Sunday, December 18, 2011

The Value of you

The value of you


A recent news article about a 23yr old south african caught in Thailand for trying to smuggle in drugs had me ruffled.  Not only because it was just the previous day that a South african had been executed for the same thing in china, but because this time around, I knew the girl... I know the girl very well. I've spent the last few days since hearing the news trying to figure out why Babsie would do something so careless? Could she really have been arrogant enough to think she would get away with such a serious crime? This is not walking into a shop and stealing lipgloss or underwear, this is applying for a passport, lying to your family, boarding a plane to a foreign country, getting your hair braided and stuffed with narcotics, boarding another plane to another country, and hoping to drop the drugs off and return home Scott free! This is stuff that blockbuster movies are made off! What made her think she would pull it off?


I also think about the payment that was made to her prior the trip - R20 000 - and the amount she was looking forward to on her return -R16 000. A lousy R36 000!! Is that what it came down to?
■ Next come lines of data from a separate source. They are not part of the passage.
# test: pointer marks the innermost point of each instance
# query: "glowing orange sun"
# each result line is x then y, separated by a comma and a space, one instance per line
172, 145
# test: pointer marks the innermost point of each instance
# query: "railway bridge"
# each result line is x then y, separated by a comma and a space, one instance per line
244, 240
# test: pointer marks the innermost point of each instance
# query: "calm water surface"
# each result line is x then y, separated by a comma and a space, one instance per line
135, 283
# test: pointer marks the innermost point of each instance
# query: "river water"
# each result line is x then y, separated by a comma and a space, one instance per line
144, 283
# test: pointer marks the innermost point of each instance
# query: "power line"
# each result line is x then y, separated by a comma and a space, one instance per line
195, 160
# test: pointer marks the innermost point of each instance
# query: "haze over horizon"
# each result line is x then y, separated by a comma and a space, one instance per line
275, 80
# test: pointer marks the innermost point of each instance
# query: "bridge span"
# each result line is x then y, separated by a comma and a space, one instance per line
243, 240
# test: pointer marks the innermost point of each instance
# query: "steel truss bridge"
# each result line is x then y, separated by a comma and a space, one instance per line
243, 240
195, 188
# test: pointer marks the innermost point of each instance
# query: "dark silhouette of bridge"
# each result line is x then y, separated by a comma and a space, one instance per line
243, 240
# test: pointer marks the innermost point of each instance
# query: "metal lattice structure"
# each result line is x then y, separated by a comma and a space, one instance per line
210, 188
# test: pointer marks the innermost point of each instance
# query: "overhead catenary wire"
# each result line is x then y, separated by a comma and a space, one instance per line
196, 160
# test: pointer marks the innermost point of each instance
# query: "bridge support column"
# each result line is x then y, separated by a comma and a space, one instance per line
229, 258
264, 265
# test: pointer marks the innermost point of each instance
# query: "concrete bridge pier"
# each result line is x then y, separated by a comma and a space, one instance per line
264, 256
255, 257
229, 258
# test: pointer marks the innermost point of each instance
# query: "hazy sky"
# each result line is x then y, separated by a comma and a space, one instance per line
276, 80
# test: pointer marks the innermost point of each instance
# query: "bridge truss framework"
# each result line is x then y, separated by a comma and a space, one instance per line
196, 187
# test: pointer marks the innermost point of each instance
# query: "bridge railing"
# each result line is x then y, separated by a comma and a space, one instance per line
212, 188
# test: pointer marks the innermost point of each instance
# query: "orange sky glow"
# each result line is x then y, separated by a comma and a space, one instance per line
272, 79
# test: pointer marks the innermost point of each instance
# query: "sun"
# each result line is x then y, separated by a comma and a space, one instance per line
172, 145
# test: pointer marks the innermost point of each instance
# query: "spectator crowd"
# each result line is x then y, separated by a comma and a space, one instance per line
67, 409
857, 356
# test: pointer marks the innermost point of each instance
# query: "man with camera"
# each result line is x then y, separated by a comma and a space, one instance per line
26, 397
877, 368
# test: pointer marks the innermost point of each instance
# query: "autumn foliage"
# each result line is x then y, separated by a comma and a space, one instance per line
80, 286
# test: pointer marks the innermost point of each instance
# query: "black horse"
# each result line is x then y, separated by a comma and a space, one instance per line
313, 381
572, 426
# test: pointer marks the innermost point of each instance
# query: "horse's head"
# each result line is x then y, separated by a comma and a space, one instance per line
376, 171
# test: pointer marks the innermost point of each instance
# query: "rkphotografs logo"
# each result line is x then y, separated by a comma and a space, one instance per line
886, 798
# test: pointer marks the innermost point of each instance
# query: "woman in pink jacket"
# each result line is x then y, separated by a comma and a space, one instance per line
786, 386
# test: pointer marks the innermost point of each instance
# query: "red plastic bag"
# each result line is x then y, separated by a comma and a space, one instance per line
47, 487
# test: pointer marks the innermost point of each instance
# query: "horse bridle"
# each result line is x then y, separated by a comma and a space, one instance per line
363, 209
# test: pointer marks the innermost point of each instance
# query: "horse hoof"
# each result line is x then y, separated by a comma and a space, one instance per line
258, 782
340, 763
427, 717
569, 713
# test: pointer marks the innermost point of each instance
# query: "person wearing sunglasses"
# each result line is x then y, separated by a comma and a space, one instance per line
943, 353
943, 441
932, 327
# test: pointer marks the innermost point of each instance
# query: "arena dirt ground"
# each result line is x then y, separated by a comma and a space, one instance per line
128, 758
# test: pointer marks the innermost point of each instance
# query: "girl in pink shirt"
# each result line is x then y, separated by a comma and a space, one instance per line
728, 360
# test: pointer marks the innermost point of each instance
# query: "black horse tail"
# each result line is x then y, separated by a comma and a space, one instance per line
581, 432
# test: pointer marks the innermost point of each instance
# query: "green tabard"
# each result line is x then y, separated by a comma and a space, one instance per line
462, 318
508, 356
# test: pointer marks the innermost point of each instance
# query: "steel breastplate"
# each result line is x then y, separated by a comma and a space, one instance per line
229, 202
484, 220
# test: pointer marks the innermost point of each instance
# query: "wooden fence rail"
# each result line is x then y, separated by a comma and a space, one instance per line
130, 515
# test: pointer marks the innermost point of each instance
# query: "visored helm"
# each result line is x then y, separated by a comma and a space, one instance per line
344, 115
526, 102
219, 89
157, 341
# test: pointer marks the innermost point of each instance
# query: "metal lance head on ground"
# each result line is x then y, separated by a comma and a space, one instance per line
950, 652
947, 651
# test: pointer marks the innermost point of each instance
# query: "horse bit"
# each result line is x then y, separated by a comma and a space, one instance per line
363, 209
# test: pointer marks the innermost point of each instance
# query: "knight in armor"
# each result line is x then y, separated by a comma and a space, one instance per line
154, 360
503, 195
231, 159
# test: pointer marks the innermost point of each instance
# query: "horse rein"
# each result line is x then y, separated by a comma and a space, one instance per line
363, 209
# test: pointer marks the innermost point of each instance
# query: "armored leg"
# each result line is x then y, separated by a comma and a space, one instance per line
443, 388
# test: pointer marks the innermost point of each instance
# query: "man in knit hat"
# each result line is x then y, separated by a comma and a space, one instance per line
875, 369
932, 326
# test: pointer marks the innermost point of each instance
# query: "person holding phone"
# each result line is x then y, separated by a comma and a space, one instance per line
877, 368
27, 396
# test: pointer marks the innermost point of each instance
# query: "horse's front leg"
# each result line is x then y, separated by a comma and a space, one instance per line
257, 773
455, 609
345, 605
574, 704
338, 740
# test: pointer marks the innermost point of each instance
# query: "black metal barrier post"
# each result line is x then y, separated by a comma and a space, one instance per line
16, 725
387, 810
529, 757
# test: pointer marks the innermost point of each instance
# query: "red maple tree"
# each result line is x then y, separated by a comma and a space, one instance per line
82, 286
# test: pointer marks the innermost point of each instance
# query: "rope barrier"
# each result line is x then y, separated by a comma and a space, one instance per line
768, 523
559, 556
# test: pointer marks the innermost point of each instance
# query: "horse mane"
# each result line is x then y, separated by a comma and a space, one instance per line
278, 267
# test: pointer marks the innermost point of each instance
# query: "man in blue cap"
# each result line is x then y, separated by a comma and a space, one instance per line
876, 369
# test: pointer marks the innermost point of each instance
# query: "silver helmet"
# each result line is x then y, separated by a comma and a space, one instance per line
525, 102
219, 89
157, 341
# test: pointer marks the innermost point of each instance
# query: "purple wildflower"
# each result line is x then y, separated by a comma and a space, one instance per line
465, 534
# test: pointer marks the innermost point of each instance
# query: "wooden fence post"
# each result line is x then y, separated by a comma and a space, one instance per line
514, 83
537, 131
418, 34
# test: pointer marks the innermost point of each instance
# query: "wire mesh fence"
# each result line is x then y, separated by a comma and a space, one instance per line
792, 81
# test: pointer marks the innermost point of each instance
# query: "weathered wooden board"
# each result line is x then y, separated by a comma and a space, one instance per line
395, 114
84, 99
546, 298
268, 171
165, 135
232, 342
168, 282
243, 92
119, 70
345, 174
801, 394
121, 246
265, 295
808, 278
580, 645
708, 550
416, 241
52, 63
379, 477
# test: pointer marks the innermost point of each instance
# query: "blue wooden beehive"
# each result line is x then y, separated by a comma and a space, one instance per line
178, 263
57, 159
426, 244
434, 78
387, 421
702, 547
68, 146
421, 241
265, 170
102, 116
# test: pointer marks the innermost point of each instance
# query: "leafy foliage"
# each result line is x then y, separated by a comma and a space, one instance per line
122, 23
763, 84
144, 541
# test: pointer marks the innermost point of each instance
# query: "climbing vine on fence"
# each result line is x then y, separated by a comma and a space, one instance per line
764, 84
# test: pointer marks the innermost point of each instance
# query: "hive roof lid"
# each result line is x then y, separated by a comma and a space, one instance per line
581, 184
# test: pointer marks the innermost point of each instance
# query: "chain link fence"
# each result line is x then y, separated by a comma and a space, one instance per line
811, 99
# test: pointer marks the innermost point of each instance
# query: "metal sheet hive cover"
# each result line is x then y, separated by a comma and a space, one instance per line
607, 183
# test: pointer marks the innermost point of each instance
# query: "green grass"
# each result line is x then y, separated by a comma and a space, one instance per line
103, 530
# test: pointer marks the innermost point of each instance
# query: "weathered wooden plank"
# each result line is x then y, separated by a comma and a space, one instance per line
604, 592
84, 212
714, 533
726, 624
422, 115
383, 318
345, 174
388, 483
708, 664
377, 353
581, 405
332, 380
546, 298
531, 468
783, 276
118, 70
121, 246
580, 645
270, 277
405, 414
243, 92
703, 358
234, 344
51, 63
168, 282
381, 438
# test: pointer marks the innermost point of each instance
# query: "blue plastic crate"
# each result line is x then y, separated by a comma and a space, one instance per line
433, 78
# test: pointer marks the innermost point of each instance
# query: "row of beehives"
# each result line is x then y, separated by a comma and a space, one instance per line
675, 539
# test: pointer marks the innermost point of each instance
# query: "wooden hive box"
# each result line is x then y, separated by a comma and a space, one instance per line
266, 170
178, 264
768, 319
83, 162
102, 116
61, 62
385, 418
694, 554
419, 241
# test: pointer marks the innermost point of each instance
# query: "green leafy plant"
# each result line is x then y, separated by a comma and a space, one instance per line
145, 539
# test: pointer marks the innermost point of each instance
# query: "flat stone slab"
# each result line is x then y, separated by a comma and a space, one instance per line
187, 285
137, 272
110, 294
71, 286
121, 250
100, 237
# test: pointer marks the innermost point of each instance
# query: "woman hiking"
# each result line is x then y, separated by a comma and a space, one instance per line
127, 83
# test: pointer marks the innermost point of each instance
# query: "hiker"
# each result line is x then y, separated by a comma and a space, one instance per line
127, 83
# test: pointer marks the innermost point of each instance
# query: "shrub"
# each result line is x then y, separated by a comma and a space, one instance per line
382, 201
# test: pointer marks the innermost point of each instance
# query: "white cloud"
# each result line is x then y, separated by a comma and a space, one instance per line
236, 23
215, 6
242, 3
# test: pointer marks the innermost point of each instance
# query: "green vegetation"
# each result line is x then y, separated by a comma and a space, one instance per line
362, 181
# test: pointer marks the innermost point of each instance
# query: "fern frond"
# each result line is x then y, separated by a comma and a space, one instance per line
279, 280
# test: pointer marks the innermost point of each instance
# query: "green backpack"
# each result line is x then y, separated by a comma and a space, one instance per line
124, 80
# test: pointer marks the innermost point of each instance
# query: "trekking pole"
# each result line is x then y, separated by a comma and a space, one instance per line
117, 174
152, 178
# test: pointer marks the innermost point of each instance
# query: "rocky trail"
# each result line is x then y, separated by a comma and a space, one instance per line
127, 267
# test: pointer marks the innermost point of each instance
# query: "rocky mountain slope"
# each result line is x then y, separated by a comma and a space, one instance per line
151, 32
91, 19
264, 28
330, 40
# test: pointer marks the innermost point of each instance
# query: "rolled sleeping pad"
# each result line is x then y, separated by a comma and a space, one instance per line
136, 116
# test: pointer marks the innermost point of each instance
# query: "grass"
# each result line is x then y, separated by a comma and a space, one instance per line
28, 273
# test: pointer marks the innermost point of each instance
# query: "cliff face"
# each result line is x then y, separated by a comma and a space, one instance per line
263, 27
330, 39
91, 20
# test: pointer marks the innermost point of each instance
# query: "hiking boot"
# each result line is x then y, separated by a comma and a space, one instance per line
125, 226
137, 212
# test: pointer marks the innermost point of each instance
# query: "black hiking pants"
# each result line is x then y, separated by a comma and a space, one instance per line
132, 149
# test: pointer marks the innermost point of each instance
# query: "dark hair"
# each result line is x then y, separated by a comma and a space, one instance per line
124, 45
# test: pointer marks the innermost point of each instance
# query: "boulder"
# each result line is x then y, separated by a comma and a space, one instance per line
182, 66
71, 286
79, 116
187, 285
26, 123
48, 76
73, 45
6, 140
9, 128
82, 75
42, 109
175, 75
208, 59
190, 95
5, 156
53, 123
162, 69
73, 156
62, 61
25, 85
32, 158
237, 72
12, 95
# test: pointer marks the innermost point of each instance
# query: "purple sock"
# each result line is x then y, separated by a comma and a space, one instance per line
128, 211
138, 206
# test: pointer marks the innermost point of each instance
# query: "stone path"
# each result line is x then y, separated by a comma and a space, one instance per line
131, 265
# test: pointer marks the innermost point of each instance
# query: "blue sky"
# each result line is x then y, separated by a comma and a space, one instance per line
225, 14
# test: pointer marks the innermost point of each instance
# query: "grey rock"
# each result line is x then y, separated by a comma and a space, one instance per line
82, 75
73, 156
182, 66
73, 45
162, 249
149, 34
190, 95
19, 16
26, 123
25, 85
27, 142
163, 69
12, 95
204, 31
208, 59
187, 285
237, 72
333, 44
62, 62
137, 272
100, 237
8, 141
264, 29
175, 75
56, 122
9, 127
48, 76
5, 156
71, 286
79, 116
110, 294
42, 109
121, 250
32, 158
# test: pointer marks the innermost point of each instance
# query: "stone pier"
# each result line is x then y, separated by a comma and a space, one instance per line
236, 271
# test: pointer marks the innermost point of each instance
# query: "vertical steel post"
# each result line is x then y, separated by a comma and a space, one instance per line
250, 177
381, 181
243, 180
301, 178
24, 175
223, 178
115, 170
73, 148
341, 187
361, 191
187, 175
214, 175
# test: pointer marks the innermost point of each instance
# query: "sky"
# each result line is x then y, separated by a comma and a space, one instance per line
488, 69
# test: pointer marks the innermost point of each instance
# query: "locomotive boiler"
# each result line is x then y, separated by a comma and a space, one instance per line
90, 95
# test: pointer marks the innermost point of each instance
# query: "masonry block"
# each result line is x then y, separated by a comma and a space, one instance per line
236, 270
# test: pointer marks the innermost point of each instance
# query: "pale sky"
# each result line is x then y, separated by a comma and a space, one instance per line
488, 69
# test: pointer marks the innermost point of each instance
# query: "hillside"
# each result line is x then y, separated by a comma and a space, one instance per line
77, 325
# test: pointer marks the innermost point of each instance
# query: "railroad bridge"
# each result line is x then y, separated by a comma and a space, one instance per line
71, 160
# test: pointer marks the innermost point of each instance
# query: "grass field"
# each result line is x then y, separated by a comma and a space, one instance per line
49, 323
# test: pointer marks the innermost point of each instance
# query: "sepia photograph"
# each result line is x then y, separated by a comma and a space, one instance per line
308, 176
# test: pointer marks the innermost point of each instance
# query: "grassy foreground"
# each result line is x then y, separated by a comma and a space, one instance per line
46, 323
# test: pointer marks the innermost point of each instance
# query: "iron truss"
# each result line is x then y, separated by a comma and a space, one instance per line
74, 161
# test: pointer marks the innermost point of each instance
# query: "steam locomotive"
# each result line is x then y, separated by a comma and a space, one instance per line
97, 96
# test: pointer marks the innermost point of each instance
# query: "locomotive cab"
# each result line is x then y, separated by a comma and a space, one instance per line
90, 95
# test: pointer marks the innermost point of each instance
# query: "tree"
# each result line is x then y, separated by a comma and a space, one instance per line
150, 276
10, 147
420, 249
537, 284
Now when you're a young unemployed, bored twenty something, 36K seems like a lot of money, it is. But when you're a young twenty something stuck in a dark cell in Bangkok where you don't understand a thing and your life is pretty much chopped and screwed, R36K is just not worth the trouble.


This brings me back to the title of this blog - The value of you - have we lost our value as young women? Whether it be in friendships, relationships or personal endeavors, have we forgotten our worth? What I know is that love is when you put others needs before your own, but what good is such love if you are always crying and questioning? How are we to help others if we can't help ourselves? This reminds me of the number one safety rule on an airplane, you need to ensure your oxygen mask is on, before attempting to assist others.  In my culture, parents are always showing off their children's achievements, that's what makes them feel like they have done well as abazali.  My father always reminds me that no matter where I am or what I'm doing, I am a representation of him at all times. Our parents work hard to avail us with the opportunities we've had, to throw that back at them by doing something we know for sure could harm us and therefore harm them, is plain selfish.


I keep thinking about the chats we used to have with Babsie, about the successes we wanted to make of life and how important it was to make our parents proud. I'll probably never get to remind her of that. Her mother will probably never get to tell her that she loves her and wants only the best for her. My friends life will never be hers again simply because for a split while, she traded the value of her 23  years of life for R36 000.